I find the following sentences very interesting: "How can we know if God is real? Wouldn't it be nice if we could pick up the telephone and give him a call? Or drive by his house just to see if his car was in the driveway? Fortunately, there are better ways to address this question. Consider this perspective: since God is infinite and we are finite, if God wanted to make himself known he would have to make his presence clear. So, are there any signs that point to the reality of God?"
Actually, IT WOULD BE REALLY NICE if we could pick up the telephone and give him a call, or drive by his house to see if his car is in the driveway, or better still, if God would arrange a media conference to announce his existence. Unfortunately, these are not going to happen, and we have to come up with less direct ways to examine the reality of God, through, say, identifying the marks of Intelligent Design.
In this New York Times article - Unintelligent Design (20/2/05) - Jim Holt asks: "What can we tell about the designer from the design? While there is much that is marvelous in nature, there is also much that is flawed, sloppy and downright bizarre."

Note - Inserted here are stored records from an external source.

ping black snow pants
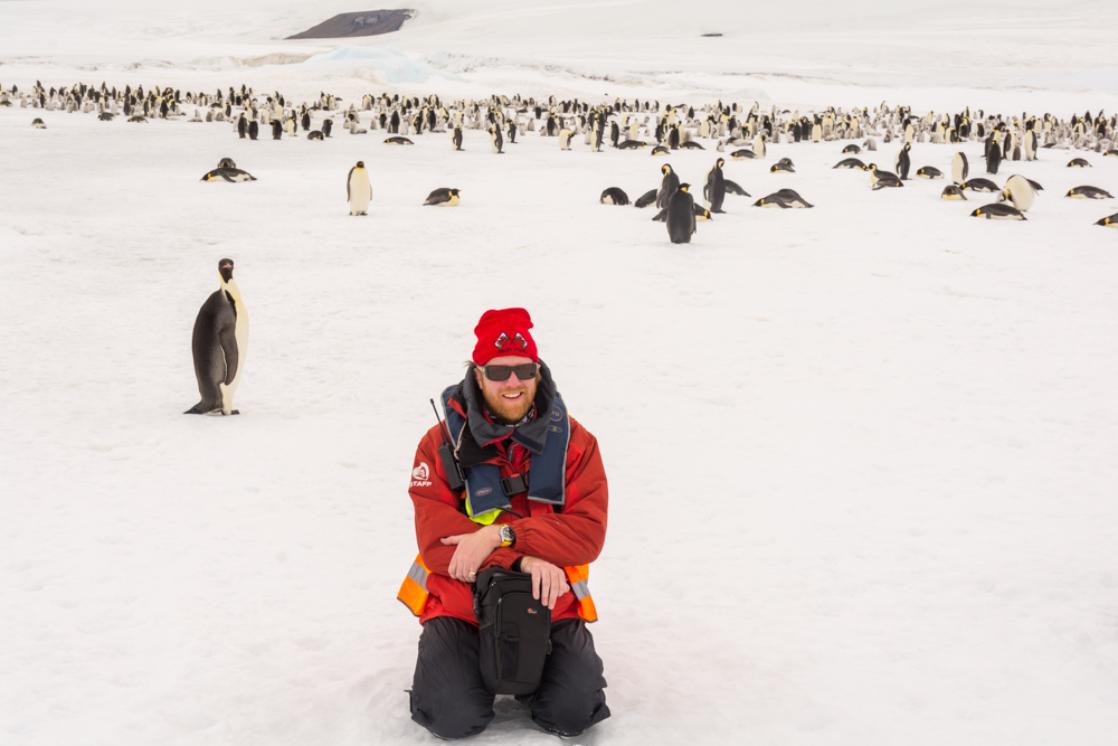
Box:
[410,616,609,738]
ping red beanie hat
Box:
[474,309,540,366]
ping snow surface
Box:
[0,2,1118,746]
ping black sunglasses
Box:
[477,362,540,380]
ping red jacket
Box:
[408,399,608,624]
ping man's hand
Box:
[439,523,501,583]
[520,557,570,608]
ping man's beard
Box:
[485,387,532,425]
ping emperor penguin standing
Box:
[345,161,372,215]
[896,142,912,180]
[183,259,248,415]
[703,158,726,213]
[664,183,695,244]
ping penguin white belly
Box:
[350,176,372,215]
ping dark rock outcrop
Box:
[287,9,416,39]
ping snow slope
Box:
[0,2,1118,746]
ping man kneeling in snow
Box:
[399,309,609,738]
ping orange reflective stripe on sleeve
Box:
[396,555,430,616]
[563,565,598,622]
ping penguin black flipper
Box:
[218,323,239,386]
[722,179,752,197]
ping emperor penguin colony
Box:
[0,82,1118,414]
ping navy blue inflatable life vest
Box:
[443,386,570,526]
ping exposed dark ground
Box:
[287,9,415,39]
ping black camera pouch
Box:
[474,567,551,695]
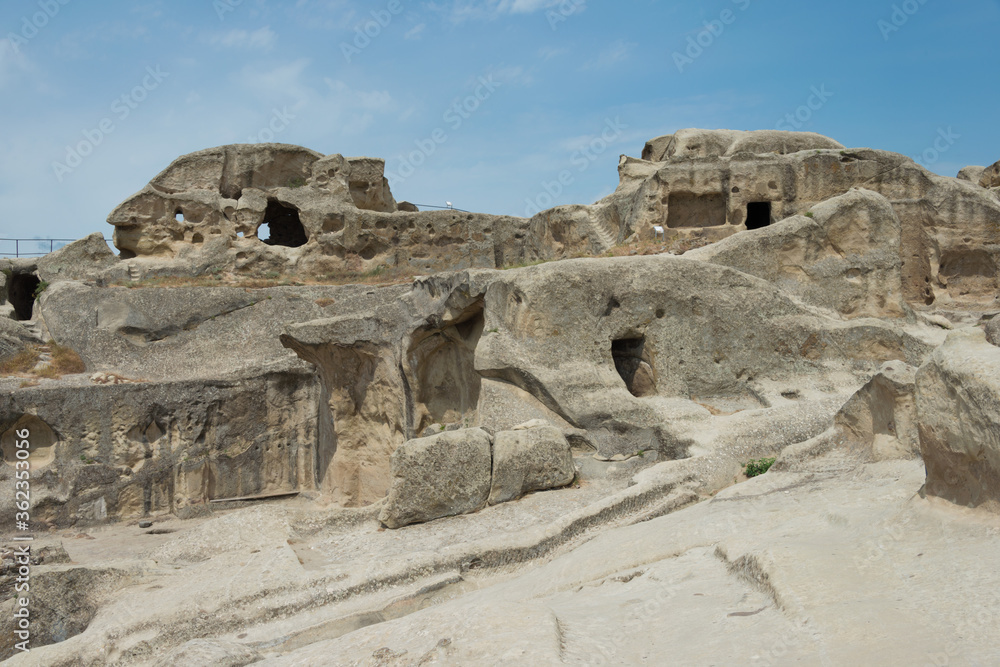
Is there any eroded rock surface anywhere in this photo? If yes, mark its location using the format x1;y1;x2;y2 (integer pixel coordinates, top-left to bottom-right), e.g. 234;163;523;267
489;421;576;505
378;429;491;528
917;329;1000;512
0;130;1000;667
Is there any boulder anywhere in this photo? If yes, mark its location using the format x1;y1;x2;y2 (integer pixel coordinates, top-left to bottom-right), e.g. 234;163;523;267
642;134;674;162
685;189;906;317
916;329;1000;512
956;165;986;185
489;421;576;505
834;361;920;461
378;428;492;528
654;129;844;159
979;162;1000;188
38;232;120;281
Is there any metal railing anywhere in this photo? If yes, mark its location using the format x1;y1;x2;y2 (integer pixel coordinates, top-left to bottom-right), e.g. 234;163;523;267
0;238;109;257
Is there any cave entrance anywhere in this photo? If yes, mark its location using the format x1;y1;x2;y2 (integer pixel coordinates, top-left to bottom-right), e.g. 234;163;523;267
938;248;998;301
747;201;771;229
611;336;656;398
7;273;42;321
257;199;309;248
408;302;485;436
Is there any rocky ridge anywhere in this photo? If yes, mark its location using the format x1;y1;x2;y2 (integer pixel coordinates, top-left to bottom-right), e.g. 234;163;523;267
0;130;1000;665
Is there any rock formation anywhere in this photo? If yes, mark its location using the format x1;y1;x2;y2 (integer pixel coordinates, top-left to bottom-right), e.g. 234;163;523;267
0;130;1000;666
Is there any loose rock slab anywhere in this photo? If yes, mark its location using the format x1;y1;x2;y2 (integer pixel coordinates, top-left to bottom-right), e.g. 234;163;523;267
917;329;1000;511
489;420;576;505
379;428;492;528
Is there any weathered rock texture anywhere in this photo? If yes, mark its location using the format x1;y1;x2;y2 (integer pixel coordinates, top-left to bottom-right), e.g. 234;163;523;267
379;428;491;528
688;190;906;317
612;138;1000;314
0;130;1000;667
108;144;552;276
956;165;986;185
109;130;1000;316
917;329;1000;512
834;361;920;461
986;316;1000;347
489;422;576;505
979;161;1000;188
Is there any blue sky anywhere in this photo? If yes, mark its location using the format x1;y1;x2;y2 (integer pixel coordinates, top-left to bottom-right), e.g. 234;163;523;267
0;0;1000;251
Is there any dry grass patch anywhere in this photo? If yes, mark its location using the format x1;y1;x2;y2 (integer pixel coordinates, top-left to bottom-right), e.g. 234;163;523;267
0;345;42;375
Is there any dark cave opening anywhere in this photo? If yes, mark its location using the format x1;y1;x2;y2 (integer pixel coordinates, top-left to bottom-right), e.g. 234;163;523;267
7;273;41;321
747;201;771;229
257;199;309;248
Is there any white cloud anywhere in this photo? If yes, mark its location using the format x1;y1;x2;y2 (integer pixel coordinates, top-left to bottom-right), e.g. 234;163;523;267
493;66;535;86
538;46;569;60
237;58;312;104
425;0;586;23
403;23;427;39
0;39;31;89
583;39;636;70
202;26;278;52
324;79;395;112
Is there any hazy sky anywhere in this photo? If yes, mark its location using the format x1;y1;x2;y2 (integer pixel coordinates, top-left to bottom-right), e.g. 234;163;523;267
0;0;1000;252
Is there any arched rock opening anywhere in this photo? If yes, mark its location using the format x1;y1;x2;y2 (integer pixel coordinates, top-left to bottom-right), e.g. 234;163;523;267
7;273;41;320
257;199;309;248
0;415;59;470
938;249;998;300
747;201;771;229
408;302;485;435
611;336;656;398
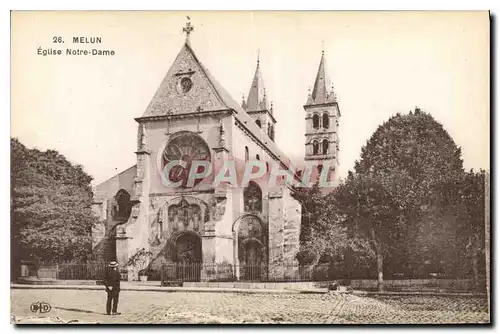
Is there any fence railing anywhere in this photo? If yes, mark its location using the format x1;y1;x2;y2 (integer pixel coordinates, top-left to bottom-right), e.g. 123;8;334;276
23;262;485;291
28;262;107;281
159;262;315;282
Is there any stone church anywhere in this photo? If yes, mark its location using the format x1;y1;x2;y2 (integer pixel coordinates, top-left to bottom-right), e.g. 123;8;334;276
93;22;340;281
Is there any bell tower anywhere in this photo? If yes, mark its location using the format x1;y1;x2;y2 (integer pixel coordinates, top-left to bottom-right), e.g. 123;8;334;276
304;51;340;181
241;56;276;141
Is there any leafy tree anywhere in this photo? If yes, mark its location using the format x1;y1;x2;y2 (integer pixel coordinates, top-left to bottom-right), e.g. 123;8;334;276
11;139;96;266
456;170;487;289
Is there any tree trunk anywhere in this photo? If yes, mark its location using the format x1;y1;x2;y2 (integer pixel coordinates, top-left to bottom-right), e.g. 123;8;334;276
471;236;480;291
371;228;384;291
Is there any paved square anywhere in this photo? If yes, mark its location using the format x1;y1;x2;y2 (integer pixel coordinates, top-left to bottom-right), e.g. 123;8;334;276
11;289;489;324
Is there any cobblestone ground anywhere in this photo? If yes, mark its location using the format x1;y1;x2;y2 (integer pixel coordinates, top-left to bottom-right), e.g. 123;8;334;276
11;289;489;324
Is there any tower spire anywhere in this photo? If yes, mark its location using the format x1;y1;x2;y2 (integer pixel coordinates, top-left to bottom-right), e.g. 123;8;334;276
182;16;194;44
307;48;329;104
247;50;269;111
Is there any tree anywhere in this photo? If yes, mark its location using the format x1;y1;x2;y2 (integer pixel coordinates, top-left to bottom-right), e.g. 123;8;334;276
456;170;486;290
355;108;463;275
11;139;97;265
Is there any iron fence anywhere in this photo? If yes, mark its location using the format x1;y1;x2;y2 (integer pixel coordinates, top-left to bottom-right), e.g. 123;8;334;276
29;262;485;291
159;262;315;282
35;262;107;281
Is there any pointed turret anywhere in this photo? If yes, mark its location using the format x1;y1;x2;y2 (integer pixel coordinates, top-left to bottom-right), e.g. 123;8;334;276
247;57;269;111
304;51;340;190
241;94;247;111
241;52;276;140
307;51;329;104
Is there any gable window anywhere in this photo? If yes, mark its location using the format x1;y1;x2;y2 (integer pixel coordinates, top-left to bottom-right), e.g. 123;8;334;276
243;181;262;212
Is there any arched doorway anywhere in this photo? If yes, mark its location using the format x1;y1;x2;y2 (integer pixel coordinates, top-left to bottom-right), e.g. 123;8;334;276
233;215;267;281
174;232;202;282
242;239;262;281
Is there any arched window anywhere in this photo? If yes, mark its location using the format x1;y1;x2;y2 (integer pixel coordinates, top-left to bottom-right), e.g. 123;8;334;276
162;131;211;188
323;113;330;129
318;164;323;174
113;189;132;220
313;140;319;154
243;181;262;212
322;139;329;154
313;114;319;129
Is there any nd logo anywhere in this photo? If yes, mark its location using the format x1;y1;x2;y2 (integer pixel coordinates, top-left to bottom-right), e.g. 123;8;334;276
30;302;52;313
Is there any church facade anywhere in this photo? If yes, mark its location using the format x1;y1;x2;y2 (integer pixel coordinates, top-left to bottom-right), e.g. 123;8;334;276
93;23;340;281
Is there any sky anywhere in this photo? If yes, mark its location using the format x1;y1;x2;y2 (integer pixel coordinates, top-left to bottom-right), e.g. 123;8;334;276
11;11;490;184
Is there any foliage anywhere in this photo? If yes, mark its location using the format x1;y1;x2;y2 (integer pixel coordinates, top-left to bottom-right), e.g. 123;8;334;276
296;109;484;283
11;139;97;262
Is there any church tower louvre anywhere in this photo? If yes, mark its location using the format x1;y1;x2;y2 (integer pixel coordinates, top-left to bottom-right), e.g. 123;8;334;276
241;56;276;141
304;51;340;181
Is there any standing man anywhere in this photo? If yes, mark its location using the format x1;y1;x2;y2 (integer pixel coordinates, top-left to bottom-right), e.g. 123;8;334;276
104;261;120;315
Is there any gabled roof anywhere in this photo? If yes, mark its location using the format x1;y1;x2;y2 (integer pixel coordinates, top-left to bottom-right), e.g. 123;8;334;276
136;43;293;175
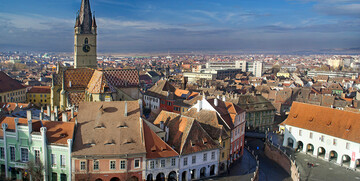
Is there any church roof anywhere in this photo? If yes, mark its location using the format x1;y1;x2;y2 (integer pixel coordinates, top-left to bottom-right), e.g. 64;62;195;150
75;0;93;34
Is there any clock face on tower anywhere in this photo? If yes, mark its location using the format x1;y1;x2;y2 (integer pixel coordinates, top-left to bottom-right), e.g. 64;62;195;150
83;45;90;53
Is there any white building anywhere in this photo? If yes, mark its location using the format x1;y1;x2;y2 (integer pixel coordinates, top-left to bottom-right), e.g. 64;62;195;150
283;102;360;169
179;149;219;181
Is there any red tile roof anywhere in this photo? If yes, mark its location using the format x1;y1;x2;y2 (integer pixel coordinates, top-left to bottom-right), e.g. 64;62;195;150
28;86;50;94
284;102;360;143
143;123;179;159
0;117;75;145
0;71;25;93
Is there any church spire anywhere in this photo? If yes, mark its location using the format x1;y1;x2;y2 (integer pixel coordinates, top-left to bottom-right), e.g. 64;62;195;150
75;0;93;34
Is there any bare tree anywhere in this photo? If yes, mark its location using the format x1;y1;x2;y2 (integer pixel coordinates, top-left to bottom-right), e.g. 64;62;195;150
27;161;44;181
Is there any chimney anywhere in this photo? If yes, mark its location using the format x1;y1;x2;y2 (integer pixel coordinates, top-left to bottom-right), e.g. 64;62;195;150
197;100;202;112
26;110;32;121
50;113;55;121
70;106;74;118
46;104;51;117
61;112;69;122
165;126;169;142
139;99;143;116
54;106;59;121
160;121;164;130
124;101;127;117
39;112;44;120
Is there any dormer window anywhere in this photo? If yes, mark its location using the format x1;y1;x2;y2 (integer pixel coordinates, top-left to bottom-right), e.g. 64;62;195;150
104;140;115;145
203;138;207;145
190;140;195;146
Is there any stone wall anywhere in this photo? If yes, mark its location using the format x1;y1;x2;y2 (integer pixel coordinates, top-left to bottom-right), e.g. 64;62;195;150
265;141;300;181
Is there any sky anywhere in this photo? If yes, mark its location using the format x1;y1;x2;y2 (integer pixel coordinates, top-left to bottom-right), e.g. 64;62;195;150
0;0;360;53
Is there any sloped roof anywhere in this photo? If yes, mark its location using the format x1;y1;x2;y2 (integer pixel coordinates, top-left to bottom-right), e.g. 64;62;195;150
28;86;50;94
72;101;146;156
183;108;230;140
284;102;360;143
143;123;179;159
230;95;275;112
145;80;176;97
0;71;25;93
154;111;218;155
86;70;115;94
104;69;139;88
64;68;95;90
0;117;75;145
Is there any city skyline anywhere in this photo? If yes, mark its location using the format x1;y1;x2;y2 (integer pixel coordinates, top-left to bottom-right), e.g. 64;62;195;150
0;0;360;53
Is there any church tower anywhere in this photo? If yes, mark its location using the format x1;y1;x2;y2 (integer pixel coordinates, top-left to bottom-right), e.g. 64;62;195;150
74;0;97;68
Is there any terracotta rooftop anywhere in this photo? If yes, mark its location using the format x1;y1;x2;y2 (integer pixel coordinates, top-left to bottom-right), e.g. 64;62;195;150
72;101;146;156
143;121;179;159
284;102;360;143
154;111;218;155
28;86;50;94
0;71;25;93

Holt says it is hard to avoid the inference that a designer responsible for such imperfections must have been lacking some divine trait -- benevolence or omnipotence or omniscience, or perhaps all three. Could the intelligent designer have created the universe wholesale rather than retail, endowing it from the start with an evolutionary algorithm that progressively teased complexity out of chaos, so that imperfections in nature would be a necessary part of a beautiful process?